So, I configured TLS for my Flyte endpoint which works all fine in the browser and with flytectl. However,

flytekit.FlyteRemote

(the debug script from my first post) still fails. Now, with this error

{"asctime": "2023-05-23 09:38:41,298", "name": "flytekit", "levelname": "WARNING", "message": "FlyteSchema is deprecated, use Structured Dataset instead."}
WARNING:root:KeyRing not available, tokens will not be cached. Error: No recommended backend was available. Install a recommended 3rd party backend package; or, install the keyrings.alt package if you want to use the non-recommended backends.

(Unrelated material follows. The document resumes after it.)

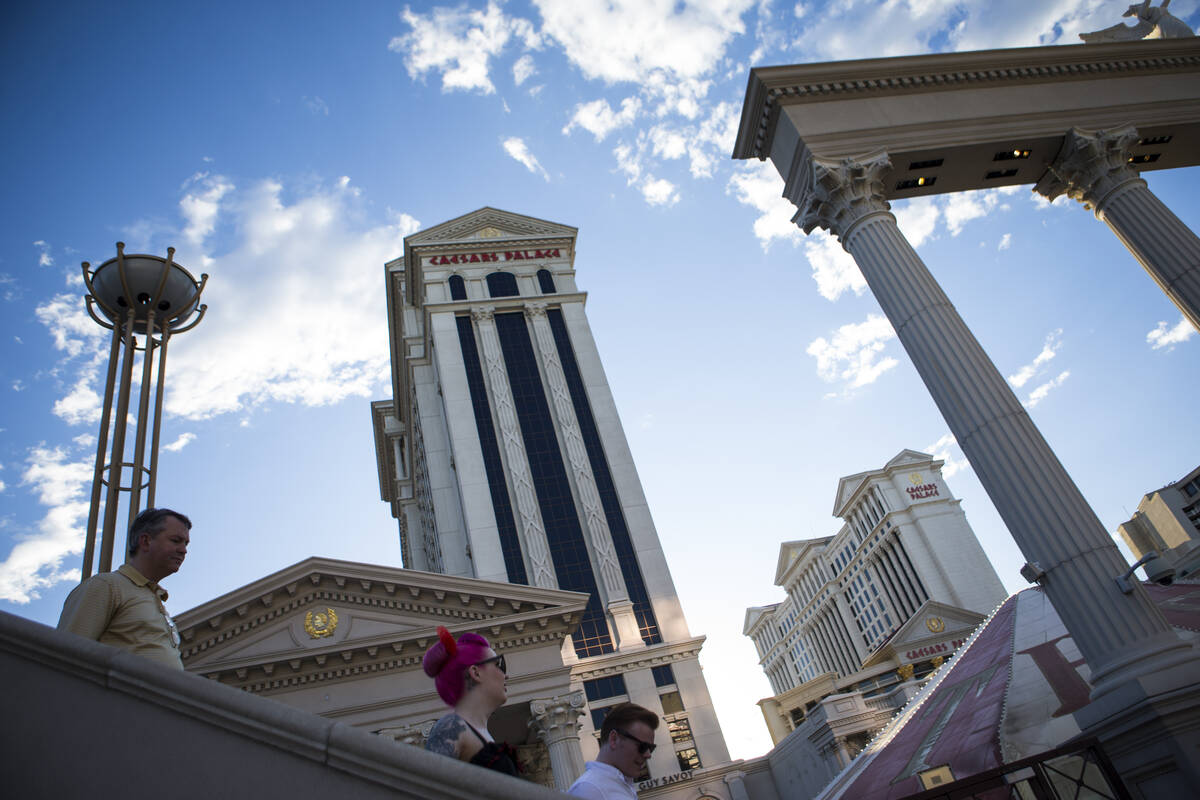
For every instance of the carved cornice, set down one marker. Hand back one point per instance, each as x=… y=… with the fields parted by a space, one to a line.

See <https://pypi.org/project/keyring> for details.
E0523 09:38:42.232413831    4238 <http://ssl_transport_security.cc:1495]|ssl_transport_security.cc:1495]> Handshake failed with fatal error SSL_ERROR_SSL: error:1000007d:SSL routines:OPENSSL_internal:CERTIFICATE_VERIFY_FAILED.
Traceback (most recent call last):
  File "/opt/micromamba/envs/OHLI/lib/python3.8/site-packages/grpc/_interceptor.py", line 241, in continuation
    response, call = self._thunk(new_method).with_call(
  File "/opt/micromamba/envs/OHLI/lib/python3.8/site-packages/grpc/_interceptor.py", line 266, in with_call
    return self._with_call(request,
  File "/opt/micromamba/envs/OHLI/lib/python3.8/site-packages/grpc/_interceptor.py", line 257, in _with_call
    return call.result(), call
  File "/opt/micromamba/envs/OHLI/lib/python3.8/site-packages/grpc/_channel.py", line 343, in result
    raise self
  File "/opt/micromamba/envs/OHLI/lib/python3.8/site-packages/grpc/_interceptor.py", line 241, in continuation
    response, call = self._thunk(new_method).with_call(
  File "/opt/micromamba/envs/OHLI/lib/python3.8/site-packages/grpc/_channel.py", line 957, in with_call
    return _end_unary_response_blocking(state, call, True, None)
  File "/opt/micromamba/envs/OHLI/lib/python3.8/site-packages/grpc/_channel.py", line 849, in _end_unary_response_blocking
    raise _InactiveRpcError(state)
grpc._channel._InactiveRpcError: <_InactiveRpcError of RPC that terminated with:
        status = StatusCode.UNAVAILABLE
        details = "failed to connect to all addresses; last error: UNKNOWN: Ssl handshake failed"
        debug_error_string = "UNKNOWN:Failed to pick subchannel {created_time:"2023-05-23T09:38:42.234530152+01:00", children:[UNKNOWN:failed to connect to all addresses; last error: UNKNOWN: Ssl handshake failed {created_time:"2023-05-23T09:38:42.234525804+01:00", grpc_status:14}]}"
>

I installed the CA inside the same container in which I execute the flyte script which throws this error. And as mentioned, flytectl work without problems from within the same container. The flyte config looks now like this

admin:

endpoint: dns:///my.domain.lan:30657

insecure: false

authType: Pkce

Do you have any ideas? Would be greatly appreciated. 🙂

I fixed the problem by providing my root CA file as admin.caCertFilePath in the flyte config. However, there is also a bug in flytekit.clients.auth_helper (https://github.com/flyteorg/flytekit/blob/master/flytekit/clients/auth_helper.py#L179). Currently, it is

credentials = grpc.ssl_channel_credentials(load_cert(<http://cfg.ca|cfg.ca>_cert_file_path))

However, `load_cert`returns an OpenSSL.crypto.X509 object. But`grpc.ssl_channel_credentialsexpects`a bytes string. So, I had to modify the call as follows (to encode the X509 object as bytes):

credentials = grpc.ssl_channel_credentials(crypto.dump_certificate(crypto.FILETYPE_PEM, load_cert(<http://cfg.ca|cfg.ca>_cert_file_path)))

Can we fix this in main?

I created an issue https://github.com/flyteorg/flyte/issues/3715

I’ve: • enabled

common.ingress.tls

in values-gcp.yml • fetched the related cert with

kubectl get secret flyte-flyte-tls -n flyte -o jsonpath="{['data']['tls\.crt']}" | base64 --decode > tls.crt

• added the path of the cert in

admin.caCertFilePath

in my local flyte config file Still running

pyflyte run --remote

leads to a new error like the one you had

Handshake failed with fatal error SSL_ERROR_SSL: error:1000007d:SSL routines:OPENSSL_internal:CERTIFICATE_VERIFY_FAILED.